Again, as a mature adult, you tend to learn you can’t have it both ways. And yet, Cooper persists. As if suppressing a glint of self-awareness — as in awareness of the preventable underlying condition that increases not only all-cause morbidity but also the comorbidity associated with increased rates of critical infection and death from COVID-19 — Cooper Twitter-shouts: “Black Lives Matter. Black Lives with hypertension, diabetes, and asthma matter … All Black Lives Matter. Fat Black Lives matter.”

But she doesn’t really seem to believe that. If she did, perhaps she would sue fast-food restaurants to prevent them from reopening in black neighborhoods until there is, say, a 70% reduction in diabetes, hypertension and obesity among black folks. That form of protest would seem to be more congruent with her self-righteous contention that black lives matter. But the glint of self-awareness quickly dims in the opportunity for political invective.
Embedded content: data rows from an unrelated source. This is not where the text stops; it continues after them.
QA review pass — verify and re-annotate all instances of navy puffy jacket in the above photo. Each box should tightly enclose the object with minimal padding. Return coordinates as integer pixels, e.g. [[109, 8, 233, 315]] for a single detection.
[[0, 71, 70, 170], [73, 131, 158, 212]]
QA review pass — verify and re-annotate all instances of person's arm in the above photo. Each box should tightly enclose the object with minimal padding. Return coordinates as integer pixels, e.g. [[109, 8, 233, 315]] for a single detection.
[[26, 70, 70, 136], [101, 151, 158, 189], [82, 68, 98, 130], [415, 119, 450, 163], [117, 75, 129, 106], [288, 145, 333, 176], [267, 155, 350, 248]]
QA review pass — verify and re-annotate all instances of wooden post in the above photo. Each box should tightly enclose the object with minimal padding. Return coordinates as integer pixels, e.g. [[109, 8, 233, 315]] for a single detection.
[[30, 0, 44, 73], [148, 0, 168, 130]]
Cooper is hardly alone in spilling her misplaced ire into the Twittersphere. When U.S. Surgeon General Jerome Adams, a black man, advised African Americans this month to take preventative measures to address the COVID-19 threat — including, horror of horrors, “avoid(ing) alcohol, tobacco and drugs” — he was widely criticized for pandering to African Americans. Adams was excoriated by PBS NewsHour’s White House correspondent, Yamiche Alcindor, for “offending” African Americans because he used informal and idiosyncratic speech, urging people of color: “We need you to do this, if not for yourself, then for your abuela. Do it for your granddaddy. Do it for your Big Mama. Do it for your Pop-Pop.”

It made no difference that Adams himself has acknowledged on several occasions that he, too, suffers from underlying conditions, including asthma and high blood pressure, which he attributes to a “legacy of growing up poor and black in America.”
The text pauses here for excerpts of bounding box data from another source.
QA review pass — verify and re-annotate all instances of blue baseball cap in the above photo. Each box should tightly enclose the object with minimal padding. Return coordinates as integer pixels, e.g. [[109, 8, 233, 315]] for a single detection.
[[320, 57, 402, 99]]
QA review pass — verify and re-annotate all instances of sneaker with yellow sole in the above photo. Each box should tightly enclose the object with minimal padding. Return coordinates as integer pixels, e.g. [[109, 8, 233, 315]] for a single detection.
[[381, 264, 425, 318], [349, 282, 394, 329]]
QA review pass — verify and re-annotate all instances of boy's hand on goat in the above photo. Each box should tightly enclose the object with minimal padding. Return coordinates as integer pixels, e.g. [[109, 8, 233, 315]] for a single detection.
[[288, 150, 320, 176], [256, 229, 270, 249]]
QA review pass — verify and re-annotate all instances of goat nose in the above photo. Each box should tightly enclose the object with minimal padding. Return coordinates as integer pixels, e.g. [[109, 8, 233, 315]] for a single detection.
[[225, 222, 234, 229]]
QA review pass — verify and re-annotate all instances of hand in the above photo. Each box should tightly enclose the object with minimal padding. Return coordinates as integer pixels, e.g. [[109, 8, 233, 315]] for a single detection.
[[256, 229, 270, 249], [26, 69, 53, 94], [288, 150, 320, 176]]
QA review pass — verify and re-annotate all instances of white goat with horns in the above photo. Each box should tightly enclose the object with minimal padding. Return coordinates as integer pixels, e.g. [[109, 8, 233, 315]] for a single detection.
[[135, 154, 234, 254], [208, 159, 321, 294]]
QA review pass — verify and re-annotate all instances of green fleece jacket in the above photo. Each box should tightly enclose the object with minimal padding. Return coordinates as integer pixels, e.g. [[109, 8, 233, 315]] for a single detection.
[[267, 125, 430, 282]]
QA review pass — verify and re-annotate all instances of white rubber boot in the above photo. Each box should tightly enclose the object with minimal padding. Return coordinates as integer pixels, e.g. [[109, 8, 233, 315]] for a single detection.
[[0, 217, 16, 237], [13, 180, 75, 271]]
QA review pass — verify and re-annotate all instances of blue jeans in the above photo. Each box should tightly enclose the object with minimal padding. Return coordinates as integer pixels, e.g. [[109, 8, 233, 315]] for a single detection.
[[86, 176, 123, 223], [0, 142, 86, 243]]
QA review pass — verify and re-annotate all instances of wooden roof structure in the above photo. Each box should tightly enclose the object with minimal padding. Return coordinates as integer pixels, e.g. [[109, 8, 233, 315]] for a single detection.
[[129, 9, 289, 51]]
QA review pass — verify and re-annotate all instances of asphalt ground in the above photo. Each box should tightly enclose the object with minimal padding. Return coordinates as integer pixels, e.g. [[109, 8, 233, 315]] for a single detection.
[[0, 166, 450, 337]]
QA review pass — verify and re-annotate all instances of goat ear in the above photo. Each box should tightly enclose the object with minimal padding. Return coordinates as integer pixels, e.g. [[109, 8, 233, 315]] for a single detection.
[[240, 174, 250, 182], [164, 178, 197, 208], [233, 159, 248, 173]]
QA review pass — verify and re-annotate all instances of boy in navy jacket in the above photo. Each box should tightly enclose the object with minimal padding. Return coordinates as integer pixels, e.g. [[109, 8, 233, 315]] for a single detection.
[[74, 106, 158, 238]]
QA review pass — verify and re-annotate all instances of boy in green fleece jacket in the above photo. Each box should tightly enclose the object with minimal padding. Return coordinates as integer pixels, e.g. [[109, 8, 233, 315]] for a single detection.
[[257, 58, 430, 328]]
It would be absolute pandering of the most cynical variety for health officials to fail to advise African Americans of their increased susceptibility to COVID-19 given disproportionate rates of comorbidity factors among blacks. And it would be downright criminal for a responsible surgeon general to fail to suggest practical means of strengthening our health in the midst of this pandemic. But that would be true only if fat black lives really mattered.